Stormwater lift stations collect rain and melting snow or ice from urban streets and highways to control flooding, reclaim water and protect the environment. If it washes down a street drain, it ends up in a stormwater lift station. Lift stations are below grade, gravity fed cylindrical or rectangular sumps, constructed of concrete or fiberglass with depths ranging from 6 to 30 feet. When full, they transfer their contents, and are typically daisy chained together to create a liquid highway through which stormwater can be transported over miles. The final destination is normally a pond, reservoir, treatment plant or the ocean. There are three main application segments in the lift station market including industrial wastewater, municipal sewer and municipal stormwater. Stormwater enters lift stations from the top and is removed from the bottom using two or more transfer pumps. The pumps are typically submersed within the sump or located next to the lift station in a pump house. Lift stations are crowded, dynamic environments with ladders, pipes, pumps, rails, electrical, sensors and water streams pouring in from one or more sources. Stormwater can be dirty or oily with particulates, trash and debris, making it difficult to measure reliably. The primary requirement for this application is to monitor the liquid level, periodically transfer the stormwater from the lift station to another location, and prevent it from overflowing or running dry.
Technology
A pulse of microwave RF energy is emitted from the base of the probe antenna at the speed of light. The pulse reflects off the dielectric material in the surface of the liquid and returns to the antenna. The level sensor measures the time of flight between the pulse generation and receipt, and translates this into the distance between the antenna and liquid surface. The distance is then converted into a percentage of measured span and output as a proportional 4-20 mA signal.
Best Practices
Stormwater lift stations are normally enclosed with a top, but can also be open and covered with safety grating. The installed level sensor must have a clear view of the liquid surface.

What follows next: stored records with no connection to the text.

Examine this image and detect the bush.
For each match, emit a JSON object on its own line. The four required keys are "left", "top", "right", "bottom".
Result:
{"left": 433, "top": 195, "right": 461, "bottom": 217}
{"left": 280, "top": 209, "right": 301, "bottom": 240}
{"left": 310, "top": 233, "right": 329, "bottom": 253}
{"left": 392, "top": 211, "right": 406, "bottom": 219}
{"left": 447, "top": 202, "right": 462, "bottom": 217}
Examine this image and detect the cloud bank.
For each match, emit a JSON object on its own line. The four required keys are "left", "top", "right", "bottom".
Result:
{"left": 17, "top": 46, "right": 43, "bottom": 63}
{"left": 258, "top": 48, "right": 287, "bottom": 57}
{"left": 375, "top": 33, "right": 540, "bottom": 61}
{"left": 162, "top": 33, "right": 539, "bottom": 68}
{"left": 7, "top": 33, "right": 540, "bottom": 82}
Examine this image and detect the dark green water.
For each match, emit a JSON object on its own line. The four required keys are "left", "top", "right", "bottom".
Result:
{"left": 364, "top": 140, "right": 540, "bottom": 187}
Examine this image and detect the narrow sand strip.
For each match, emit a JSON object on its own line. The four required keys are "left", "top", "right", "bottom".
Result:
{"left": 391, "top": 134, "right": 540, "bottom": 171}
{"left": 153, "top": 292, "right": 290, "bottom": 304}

This means that the measurement space beneath the level sensor should be free of any obstructions such as pipes, fittings, ladders, electrical, submersible pumps, water streams or large trash and debris. The level sensor must be located above the highest liquid level and never be submersed during normal operation.
Installation
For many, the product of choice in this application is the LR30 level sensor. Select the LR30 level sensor for below grade installation, bracket mounted to the sidewall or an aperture inside the lift station, or mounted using conduit. Find a mounting location where the level sensor has a direct, unobstructed view of the liquid throughout the entire measurement span when the sump is empty. The location must be flat, level to the liquid and accessible. The following equipment can be used to install the level sensor.
Bracket
The LR30 level sensor comes with an adjustable stainless steel bracket that’s typically bolted to the sidewall or an aperture within the lift station. This is the recommended method of installation.
Conduit
Alternatively, the LR30 level sensor can be mounted on rigid conduit, attached to its 1” MNPT connector. But caution must be taken to ensure that the sensor is properly positioned, affixed and will not move.
Electrical
Stormwater lift stations may be located near large pumps, motors or variable frequency drives that can generate substantial EMI or RFI noise. Make sure that such devices are grounded to earth, and then ground the level sensor and associated electrical equipment to the same earth-ground as these devices. Some areas maybe subject to frequent lightning strikes or have un-reliable power. Where so, proper surge protection and filtering is recommended.
Span
The level sensor outputs a 4-20 mA current signal that’s proportionate to the measurement span within the lift station. Users typically set the 4 mA to empty or the lowest measured level, and 20 mA to full or the highest measured level. Avoid placing the 4mA or 20mA span set points at or near levels where pumps or alarms may actuate.
Interface
The level sensors 4-20 mA current signal is normally connected to a local controller or centralized control system. These devices may include a PLC, SCADA, DSC or stand-alone level controller. Either control device is fine as long as it accepts a 4-20 mA current signal. The operational range of the controller must then be programmed to match the measurement span of the level sensor, and take into account that the sensors 4 mA set point is normally placed above the empty sump condition. Remember, the primary requirement for this application is to monitor the liquid level, periodically pump down or transfer the stormwater from the lift station to another location, and prevent it from overflowing or running dry. Once the controller’s operational range has been configured to the correct levels and engineering units, then the relay set points are applied for pump or alarm automation. Where two or more pumps are involved, users typically apply lead-lag and alternating pump control logic to maximize pump efficiency and life. An independent high and low level alarm or safety shut off system should always be used in addition to the primary system.